The last thing anyone would think of putting in their coffee is butter and oil. That seems a little audacious, considering that just adding sugar and creamer to your coffee gets death stares from baristas nowadays.

So who in their right mind would want to add ingredients best used to make cakes or deep-fry chicken to their coffee? Quite a number of folk, apparently.

The mixture is called “bulletproof coffee” – a blend of espresso, grass-fed butter and MCT oil.

The craze started in the United States in late 2013 and finally, it has hit our shores and bulletproof coffee is slowly garnering a fanbase in Malaysia.

Adding butter to beverage is not a new idea. The Tibetans have been doing it for ages. In fact, Dave Asprey, the creator of Bulletproof Coffee company, found the inspiration for his concoction in Tibet.

Dave Asprey

Dave Asprey. Photo: TWITTER

On his website (www.bulletproofexec.com), Asprey writes that he first learned the power of adding butter to one’s poison of choice at 18,000 feet above sea level near Mount Kailash.

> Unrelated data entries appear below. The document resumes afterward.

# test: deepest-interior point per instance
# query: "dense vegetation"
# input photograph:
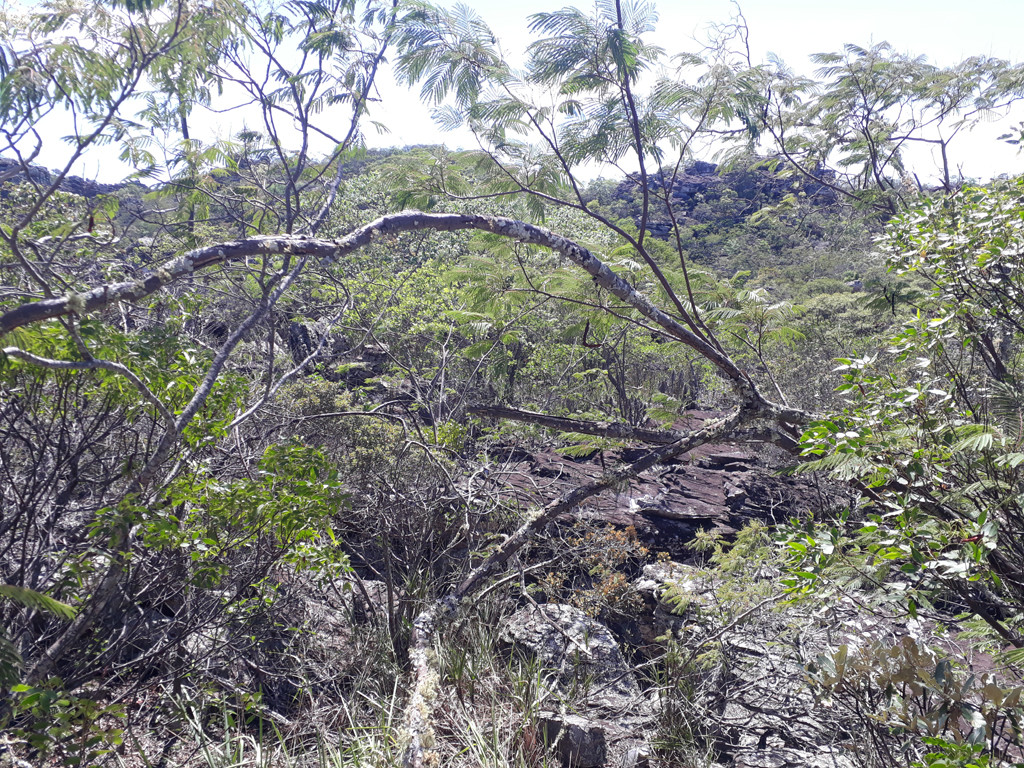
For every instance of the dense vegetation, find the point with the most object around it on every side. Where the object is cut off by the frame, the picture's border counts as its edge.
(252, 401)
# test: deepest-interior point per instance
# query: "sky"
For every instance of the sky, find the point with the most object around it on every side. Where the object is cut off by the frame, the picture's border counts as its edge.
(944, 31)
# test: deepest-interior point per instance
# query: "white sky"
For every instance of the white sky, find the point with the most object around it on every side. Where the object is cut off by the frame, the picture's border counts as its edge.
(944, 31)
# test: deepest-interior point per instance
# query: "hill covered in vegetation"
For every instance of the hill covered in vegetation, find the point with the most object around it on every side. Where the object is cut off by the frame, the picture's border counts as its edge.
(432, 458)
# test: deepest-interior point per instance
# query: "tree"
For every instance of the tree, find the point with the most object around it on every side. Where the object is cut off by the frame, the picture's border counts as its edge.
(116, 345)
(851, 127)
(932, 430)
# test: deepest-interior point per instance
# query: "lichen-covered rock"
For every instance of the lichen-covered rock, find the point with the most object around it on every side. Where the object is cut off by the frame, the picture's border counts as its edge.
(582, 652)
(578, 741)
(604, 716)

“I staggered into a guest house from the -10°C weather and was literally rejuvenated by a creamy cup of yak butter tea. I asked, ‘why?’ and after a couple years of careful research, that was the genesis of the recipe.”

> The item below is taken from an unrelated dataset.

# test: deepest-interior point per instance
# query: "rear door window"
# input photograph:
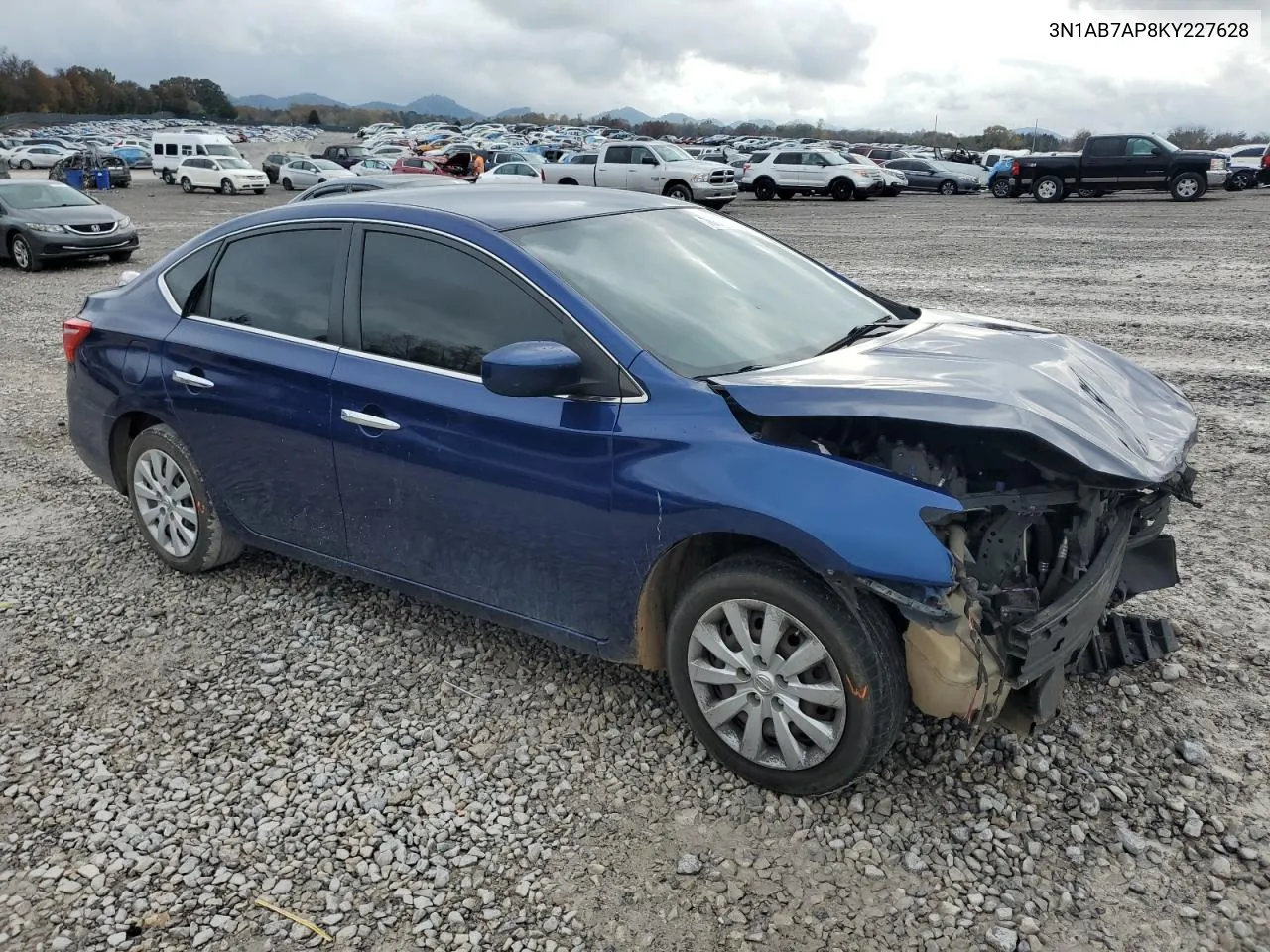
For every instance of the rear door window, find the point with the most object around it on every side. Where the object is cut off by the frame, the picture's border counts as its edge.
(280, 282)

Asprey also claims in various interviews, such as the one with Bloomberg.com in April this year, that the bulletproof coffee turns human bodies into fat-burning machines, promotes healthy weight loss, eliminates hunger pangs and even improves our mental focus and brain power.

He suggests that we should replace our breakfast meals with just a cup of bulletproof coffee, as it will keep us satisfied with level energy for six hours and won’t induce caffeine-crashes in the middle of the day.

Those are some very bold claims that Asprey has made with a cup of oily coffee.

Anyway, haven’t we always been told that too much fat is bad for health and what in the world is MCT oil? (Grass-fed butter, in case you are wondering, is just butter made from the milk of grass-fed cows, that is to say, cows fed the food they are naturally meant to eat.)

Expert fats researcher Mary Enig explains in her book, Know Your Fats, that MCT stands for medium chain triglycerides and is not an oil found in nature. It is extracted mostly from coconut oil via an industrial process called “fractionation”. Another word for triglycerides is fatty acids.

Coconut oil contains four primary medium-chain fatty acids – lauric acid, caprylic acid, capric acid and caproic acid.

Lauric acid is the star component in coconut oil and is prized as a powerful antimicrobial agent, used in both food preservation as well as in drugs and nutraceuticals. However, lauric acid, with all its goodness, is missing in the marketed MCT oil (used in bulletproof coffee). Asprey believes that MCT oil (without lauric acid) is better than coconut oil while others may question how a product that has the most dominant fatty acid removed from the original product is considered healthier.

The oiliness of the coffee is something one has to get used to.

That is why some baristas insist on replacing MCT oil with coconut oil when making bulletproof coffee.

Bungkus, at Empire Damansara in Petaling Jaya, is one of the cafes that makes bulletproof coffee with extra virgin coconut oil instead of MCT oil. Firstly, it is because coconut oil is easier and cheaper to obtain here.

Dawn Banaga, barista at Bungkus, first learned of bulletproof coffee from her previous employer who was a health hound and regularly consumed the coffee to aid his weight loss programme.

“My then boss said that it really helped him stay alert and energised the whole day. He took the coffee in the morning, and said that it is advisable only to drink it once a day. He added that some coffee lovers take it when they’re working late to keep them awake throughout the night,” said Dawn.

The barista makes bulletproof coffee by blending 90ml medium roast espresso, one to two tablespoons of grass-fed butter and 30ml extra virgin coconut oil in a blender for less than a minute. The end product is thick, very creamy and frothy. It is sold at RM14.90 per cup.

Coconut oil can be used in place of MCT oil to make bulletproof coffee.

Blending espresso, coconut oil and butter together achieves a thick and creamy consistency.

Blending espresso, coconut oil and butter together achieves a thick and creamy consistency.

The blend of coffee, butter and coconut oil produces a unique aroma (a friend asked if I was drinking curry from a coffee cup!) which may be off-putting for some coffee drinkers.

The taste? Well, if you like your coffee oily and really creamy, then this is the one for you. However, it is best consumed hot because the butter solidifies when the coffee gets cold, and the drink turns ugly.

“Not many people order it for its taste, to be honest. They drink it because of the claim that it gives energy and helps them to lose weight,” Dawn said.